The economic landscape in early 2025 is seeing significant shifts due to recent policy changes, particularly President Donald Trump's confirmation of 25% import tariffs on Canada and Mexico. These changes have resulted in a noticeable dip in market performance, affecting trade dynamics across North America. Moreover, the imposition of additional tariffs on all imports from China since early February has further compounded the situation, impacting both export and import growth.
In February, the official manufacturing Purchasing Managers' Index (PMI) rebounded to 50.2 from January's 49.1, as activity picked up following the Lunar New Year holidays. The average new orders and production PMIs for the first two months of 2025 stood at 50.2 and 51.2, respectively, suggesting steady manufacturing activity. Consequently, industrial production (IP) growth is expected to remain resilient at 5.0% year-on-year during this period.
"The official manufacturing PMI rebounded to 50.2 in February from 49.1 in January after the Lunar New Year holidays. The average new orders and production PMIs for 2M-2025 were 50.2 and 51.2, respectively, indicating steady manufacturing activity. We therefore expect industrial production (IP) growth to have stayed resilient at 5.0% y/y over the period.
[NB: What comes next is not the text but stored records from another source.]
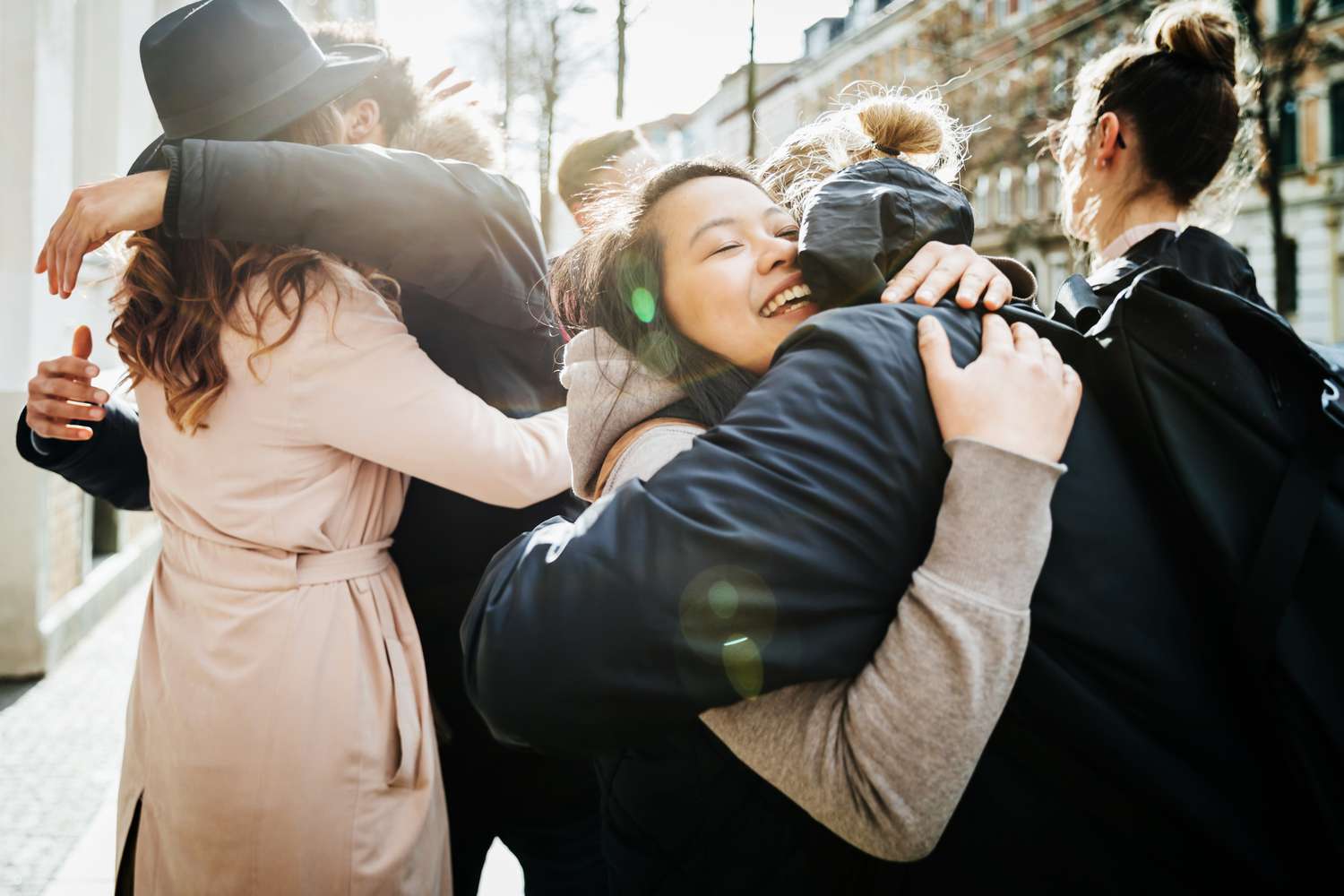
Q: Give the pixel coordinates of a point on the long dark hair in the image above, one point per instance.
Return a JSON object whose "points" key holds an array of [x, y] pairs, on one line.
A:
{"points": [[613, 279]]}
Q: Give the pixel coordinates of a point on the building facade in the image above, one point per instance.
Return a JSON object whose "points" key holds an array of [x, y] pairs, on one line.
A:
{"points": [[1008, 66]]}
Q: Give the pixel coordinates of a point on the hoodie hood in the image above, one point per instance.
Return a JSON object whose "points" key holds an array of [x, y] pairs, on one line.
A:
{"points": [[609, 392]]}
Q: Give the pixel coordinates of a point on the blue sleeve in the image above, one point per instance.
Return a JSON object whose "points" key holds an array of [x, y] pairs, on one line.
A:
{"points": [[112, 465], [769, 554]]}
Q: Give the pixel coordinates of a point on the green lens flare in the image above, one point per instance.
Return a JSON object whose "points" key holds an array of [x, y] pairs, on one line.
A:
{"points": [[642, 301]]}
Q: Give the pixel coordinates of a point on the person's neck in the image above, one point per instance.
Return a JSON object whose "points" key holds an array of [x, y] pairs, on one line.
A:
{"points": [[1142, 210]]}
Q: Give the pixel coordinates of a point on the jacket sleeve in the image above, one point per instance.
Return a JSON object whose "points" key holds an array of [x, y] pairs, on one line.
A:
{"points": [[462, 234], [771, 552], [883, 758], [363, 386], [112, 465]]}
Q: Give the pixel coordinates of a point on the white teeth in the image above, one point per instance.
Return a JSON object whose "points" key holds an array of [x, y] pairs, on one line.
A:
{"points": [[787, 296]]}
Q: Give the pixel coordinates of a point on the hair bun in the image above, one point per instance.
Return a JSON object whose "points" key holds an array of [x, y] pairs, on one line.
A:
{"points": [[1203, 32], [900, 123]]}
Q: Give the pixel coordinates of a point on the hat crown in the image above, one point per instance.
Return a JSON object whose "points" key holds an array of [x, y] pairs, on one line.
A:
{"points": [[215, 47]]}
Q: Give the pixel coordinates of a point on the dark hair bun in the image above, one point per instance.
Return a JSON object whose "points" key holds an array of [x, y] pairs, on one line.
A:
{"points": [[1202, 32]]}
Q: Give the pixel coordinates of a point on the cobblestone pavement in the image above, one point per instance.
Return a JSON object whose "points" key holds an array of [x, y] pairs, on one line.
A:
{"points": [[61, 750], [59, 758]]}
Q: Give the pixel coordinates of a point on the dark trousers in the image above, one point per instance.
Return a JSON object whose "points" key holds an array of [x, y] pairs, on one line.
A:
{"points": [[545, 810]]}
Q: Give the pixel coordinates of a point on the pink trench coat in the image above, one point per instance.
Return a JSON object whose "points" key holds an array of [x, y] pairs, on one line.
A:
{"points": [[279, 735]]}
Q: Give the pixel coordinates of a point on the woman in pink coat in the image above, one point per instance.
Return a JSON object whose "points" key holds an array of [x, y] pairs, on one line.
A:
{"points": [[280, 735]]}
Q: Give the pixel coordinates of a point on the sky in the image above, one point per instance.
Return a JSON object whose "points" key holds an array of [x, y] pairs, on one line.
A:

Expansion of the equipment upgrade and consumer goods trade-in programmes likely supported fixed asset investment (FAI) and retail sales growth." – Standard Chartered's economists
The expansion of equipment upgrades and consumer goods trade-in programs have likely bolstered fixed asset investment (FAI) and retail sales growth, despite the challenges posed by the new tariffs. Retail sales and FAI growth are anticipated to edge up, supported by policy measures, though industrial production growth might have moderated slightly.
The financial sector also exhibits stability despite market fluctuations. Total social financing (TSF) outstanding growth likely edged up 0.4 percentage points to 8.4% year-on-year in February, while new CNY loan growth remained stable at 7.5% year-on-year. Government bond financing continued to be substantial, aiding project financing efforts across various sectors.
"We expect total social financing (TSF) outstanding growth to have edged up 0.4ppt to 8.4% y/y in February. New CNY loan growth likely remained stable at 7.5% y/y. In addition, government bond financing remained sizeable to support project financing." – Standard Chartered's economists
Despite these developments, the overall economic performance in early 2025 has been weighed down by the dual impact of holiday seasons and tariff implementations. The trade performance likely weakened last month as these factors compounded, leading to a less dynamic market environment.
"The US has imposed additional tariffs on all of its imports from China since early February to date. We expect 2M-2025 trade activity to have been affected, with export growth slowing and import growth turning negative over the period. CPI inflation likely fell to -0.6% y/y in February due to a high base and a decline in food, services and fuel prices. Meanwhile, PPI deflation may have moderated on higher metal and construction material prices." – Standard Chartered's economists
Consumer Price Index (CPI) inflation is estimated to have fallen to -0.6% year-on-year in February, influenced by a high base effect and decreases in food, services, and fuel prices. Meanwhile, Producer Price Index (PPI) deflation may have moderated amid rising metal and construction material prices.
This article, sponsored by a broker for trading EUR/USD in 2025, serves as an analysis of current economic trends rather than specific investment advice. It should be noted that neither the author nor FXStreet are registered investment advisors.